Wednesday, November 11, 2009

Buggered BofA Disclosure?

I am a little late to the game on this news, but it's important nonetheless. A while back legal commentators floated the idea that BofA's limited waiver of privilege may have been done incorrectly.

Recall that BofA waived privilege to documents protected by attorney-client privilege, but only in three instances: to the SEC in that agency's pending case in the S.D.N.Y.; to NYAG Cuomo in his pending investigation, where any litigation would occur in a NY State court; and to Representative Ed Towns (D-NY), who Chairs the House Committee on Oversight and Reform that is investigating BofA and the Merrill merger generally.

I have no particular eagerness to show procedural adeptness, so only repeat the analysis of those who are otherwise so-credentialed. The disclosure was drafted under FRE 502. The Rule allows limited disclosure to one party, without having that disclosure be expanded to unrelated parties in the course of other lawsuits. The Rule does not reference "waiver," however. BofA (and their outside counsel on this matter, Cleary Gottlieb) are alleged to have botched their filing under FRE 502 by repeatedly using the word "waiver" instead of court order. Commentators argue the difference is larger than semantics, and in fact, whatever documents BofA produced to the SEC, Cuomo, or Towns, will have to be reproduced to any other plaintiff upon request. (In which case, the only protected documents are those that have not been produced at all or to anyone).
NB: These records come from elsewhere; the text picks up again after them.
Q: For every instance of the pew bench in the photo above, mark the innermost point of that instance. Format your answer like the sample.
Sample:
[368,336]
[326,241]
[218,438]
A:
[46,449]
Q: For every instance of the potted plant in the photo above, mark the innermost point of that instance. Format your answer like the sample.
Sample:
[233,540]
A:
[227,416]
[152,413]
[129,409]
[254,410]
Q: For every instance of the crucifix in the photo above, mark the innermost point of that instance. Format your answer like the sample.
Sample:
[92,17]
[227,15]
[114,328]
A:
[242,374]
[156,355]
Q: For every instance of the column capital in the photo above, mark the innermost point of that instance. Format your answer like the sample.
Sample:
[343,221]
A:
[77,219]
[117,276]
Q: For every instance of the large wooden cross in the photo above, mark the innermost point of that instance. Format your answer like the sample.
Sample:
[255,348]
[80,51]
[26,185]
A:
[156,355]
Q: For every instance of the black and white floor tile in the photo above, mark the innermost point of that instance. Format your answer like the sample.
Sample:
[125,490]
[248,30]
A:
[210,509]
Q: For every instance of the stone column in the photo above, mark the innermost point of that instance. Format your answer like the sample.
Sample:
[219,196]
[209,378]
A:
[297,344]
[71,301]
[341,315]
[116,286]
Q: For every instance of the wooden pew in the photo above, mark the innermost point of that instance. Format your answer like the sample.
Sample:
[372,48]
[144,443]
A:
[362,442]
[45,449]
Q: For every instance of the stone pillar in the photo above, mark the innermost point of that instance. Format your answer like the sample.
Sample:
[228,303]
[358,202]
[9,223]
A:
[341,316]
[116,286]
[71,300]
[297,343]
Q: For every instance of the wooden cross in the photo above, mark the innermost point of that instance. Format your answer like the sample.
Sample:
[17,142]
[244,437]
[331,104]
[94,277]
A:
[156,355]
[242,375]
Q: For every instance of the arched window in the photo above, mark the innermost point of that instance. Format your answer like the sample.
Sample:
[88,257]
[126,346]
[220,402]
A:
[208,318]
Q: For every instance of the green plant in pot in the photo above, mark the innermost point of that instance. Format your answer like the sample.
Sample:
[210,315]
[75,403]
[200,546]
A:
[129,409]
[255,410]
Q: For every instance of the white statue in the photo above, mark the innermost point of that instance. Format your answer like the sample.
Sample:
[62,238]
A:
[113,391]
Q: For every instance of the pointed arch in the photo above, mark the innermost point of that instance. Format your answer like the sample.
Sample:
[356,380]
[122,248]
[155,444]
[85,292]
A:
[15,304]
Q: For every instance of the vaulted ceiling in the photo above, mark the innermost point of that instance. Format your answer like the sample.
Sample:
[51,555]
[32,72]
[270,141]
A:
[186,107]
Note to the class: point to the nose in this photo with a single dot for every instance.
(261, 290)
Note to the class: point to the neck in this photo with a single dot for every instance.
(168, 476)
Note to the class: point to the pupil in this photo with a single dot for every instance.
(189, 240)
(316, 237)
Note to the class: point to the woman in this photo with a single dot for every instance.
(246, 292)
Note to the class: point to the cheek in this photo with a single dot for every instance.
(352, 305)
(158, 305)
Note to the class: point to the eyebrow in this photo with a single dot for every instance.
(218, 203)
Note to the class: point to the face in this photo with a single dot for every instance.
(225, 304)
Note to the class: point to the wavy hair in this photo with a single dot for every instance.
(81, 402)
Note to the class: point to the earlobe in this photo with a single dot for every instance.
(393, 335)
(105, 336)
To offer an idea of how large this production could be: when BofA filed paperwork under FRE 502 for limited disclosure, the company named 58 different law suits that should not have access to the newly produced documents.

Of course one group of plaintiffs has decided to test the waters. There is a shareholder derivative suit progressing in the Delaware Chancery Court that has requested and received permission to subpoena all documents regarding the Merrill merger from BofA outside counsel (Wachtell Lipton and Cleary Gottlieb) and to subject various executives to deposition (including former Merrill CEO John Thain). BofA defense counsel for the Chancery Court matter is Davis Polk.

The fall-out from the media attention has been predictable: more commentators indicate the waiver was done incorrectly; BofA maintains it was done correctly. FRE 502 is only a little over one year old and it is widely anticipated there will be a fight before the documents are produced.